To write data to memory, we first write the address where we want to store to the MAR and then we write the data that we want to store to the MDR and then we interrogate the computer's memory with the write into enable signal asserted. The information contained in the MDR is going to be written to the location specified by the MAR.

Processing Unit

The processing unit can consist of many complex functional units, each performing one particular operation (divide, add, square root, etc). the simplest processing unit, is the ALU. ALU stands for Arithmetic and Logic Unit. It performs operations like ADD, SUBTRACT, AND, OR, NOT etc.

The ALU normally processes data elements of a fixed size referred to as the word length of the computer. The data elements are called words. Each ISA has its own word length, depending on the intended use of the computer.

Since reading from memory usually takes longer than performing something like an ADD operation, almost all provide some small amount of storage very close to the ALU to allow results to be temporarily stored if they will be needed to produce additional results in the near future. The most common form of temporary storage is a set of registers.

For example, if a computer is to calculate (A + B) * C, it could store the result of A+B in memory, and then subsequently read it in order to multiply that result by C. However, this would be slow due to more number of memory reads. So computers just store the result of A+B in a temporary storage that's really fast and is really close to the ALU.

Control Unit

This unit is in charge or all the other parts of the computer. The control unit keeps track of both where we are within a process of executing the program and where we are in the process of executing each instruction.

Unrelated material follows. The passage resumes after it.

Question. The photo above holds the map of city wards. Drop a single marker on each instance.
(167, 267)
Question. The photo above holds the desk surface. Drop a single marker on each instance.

It keeps track of the instruction using the IR (instruction register) and it keeps track of the next instruction to be processed using the PC (program counter), which is the address in memory of the next instruction.

Instruction Processing

The Instruction

The most basic unit of computer processing is the instruction. It is made of two parts, the opcode (what the instruction does) and the operands (what it does it to).

There are fundamentally three kinds of instructions: - Operates: instructions operate on data. - Data movement: move information from processing unit to and from memory and to and from input/output devices. - Control: altering the sequential processing of instructions (such as loops or conditionals). - Some ISAs have some special instructions that are necessary for those ISAs.

The Instruction Cycle

The entire sequence of steps required to process an instruction is called the instruction cycle. The instruction cycle consists of six sequential phases, each phase requiring zero or more steps (zero because not all computers have been designed such that all instructions require six phases).

The six phases:

FETCH
DECODE
EVALUATE ADDRESS
FETCH OPERANDS
EXECUTE
STORE RESULT

Fetch

Obtains the next instruction in memory and loads it into the instruction register (IR).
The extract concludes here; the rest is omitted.